Nun ist der letzte Strich getan, und prüfend beobachtet der Sinnende sein Werk. Er schließt die Augen und preßt die Hände vor die Stirn, während seine Gedanken unablässig weiterströmen . . . Im Geist sieht er die neue Maschine schon arbeiten, sieht Ströme in ihrem Anker entstehen, sieht diese den Magnetismus der Elektromagnete verstärken, sieht das gegenseitige Spiel im Wechsel weitergehen, bis – er öffnet die Augen und sieht, daß Dämmerung das Gemach erfüllt.
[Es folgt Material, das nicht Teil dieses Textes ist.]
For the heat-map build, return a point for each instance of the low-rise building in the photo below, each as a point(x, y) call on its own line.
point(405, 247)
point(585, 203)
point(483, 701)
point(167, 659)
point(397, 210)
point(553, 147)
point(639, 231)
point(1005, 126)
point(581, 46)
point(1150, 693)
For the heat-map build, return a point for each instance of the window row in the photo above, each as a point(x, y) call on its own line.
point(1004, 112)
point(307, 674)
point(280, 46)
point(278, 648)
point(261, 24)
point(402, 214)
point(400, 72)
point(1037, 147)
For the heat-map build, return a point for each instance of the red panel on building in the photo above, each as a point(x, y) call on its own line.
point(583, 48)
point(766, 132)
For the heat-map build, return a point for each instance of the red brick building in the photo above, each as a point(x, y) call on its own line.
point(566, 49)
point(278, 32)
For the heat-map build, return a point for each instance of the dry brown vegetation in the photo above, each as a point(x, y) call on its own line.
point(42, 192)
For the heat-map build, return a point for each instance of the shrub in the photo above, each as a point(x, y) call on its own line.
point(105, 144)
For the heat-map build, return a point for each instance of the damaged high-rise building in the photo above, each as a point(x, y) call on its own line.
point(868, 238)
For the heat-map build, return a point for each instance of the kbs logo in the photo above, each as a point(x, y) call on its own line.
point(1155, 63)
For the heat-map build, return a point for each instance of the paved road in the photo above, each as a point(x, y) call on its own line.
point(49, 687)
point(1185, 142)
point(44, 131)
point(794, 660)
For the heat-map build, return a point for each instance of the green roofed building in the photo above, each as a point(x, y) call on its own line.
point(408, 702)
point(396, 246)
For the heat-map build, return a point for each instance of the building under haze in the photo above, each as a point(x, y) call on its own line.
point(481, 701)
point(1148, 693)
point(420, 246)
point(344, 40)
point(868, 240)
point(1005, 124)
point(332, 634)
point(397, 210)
Der Abend ist hereingebrochen. Längst sind die Werkstätten geschlossen; heute ist nichts mehr zu unternehmen. Aber sehr bald, vielleicht schon morgen, wird er Auftrag geben, das Gebilde, das heute auf dem Papier entstand, in Stahl und Kupfer Wirklichkeit werden zu lassen. Den Meister Müller wird er damit betrauen. Das ist ein geschickter Mann, ein Künstler in seinem Fach, der schon manchen Apparat für ihn gebaut hat; der wird auch diese Aufgabe gut zu lösen wissen. –

Es kommt nicht so schnell zur Ausführung, wie Werner Siemens es sich an jenem Junitag vorgenommen hat. Schon am Abend des 3. Juli ticken Telegraphenapparate, die fast alle aus der Markgrafenstraße in Berlin stammen, in den Postämtern zu London und Paris, zu Rom und zu Petersburg und geben Kunde von dem preußischen Sieg bei Königgrätz. Eine alte Welt ist an diesem historischen Tage zusammengebrochen. Wird es gelingen, die notwendige Neuordnung ohne weitere kriegerische Auseinandersetzungen zu erreichen, oder werden noch andere Länder in den Konflikt hineingezogen werden? Die Haltung des französischen Kaisers ist mehr als verdächtig. Wie werden sich England und Rußland, in denen die Telegraphenbauanstalt von Siemens u. Halske so große Interessen hat, zu der neuen Lage stellen? Das sind für die Firma lebenswichtige Fragen, die Werner Siemens in den nächsten Wochen ganz in Anspruch nehmen. Alle Erfinderpläne müssen dagegen zurücktreten, und einige Wochen vergehen noch, bevor er sich wieder jenem Problem zuwenden kann, dessen theoretische Lösung er in den Junitagen fand.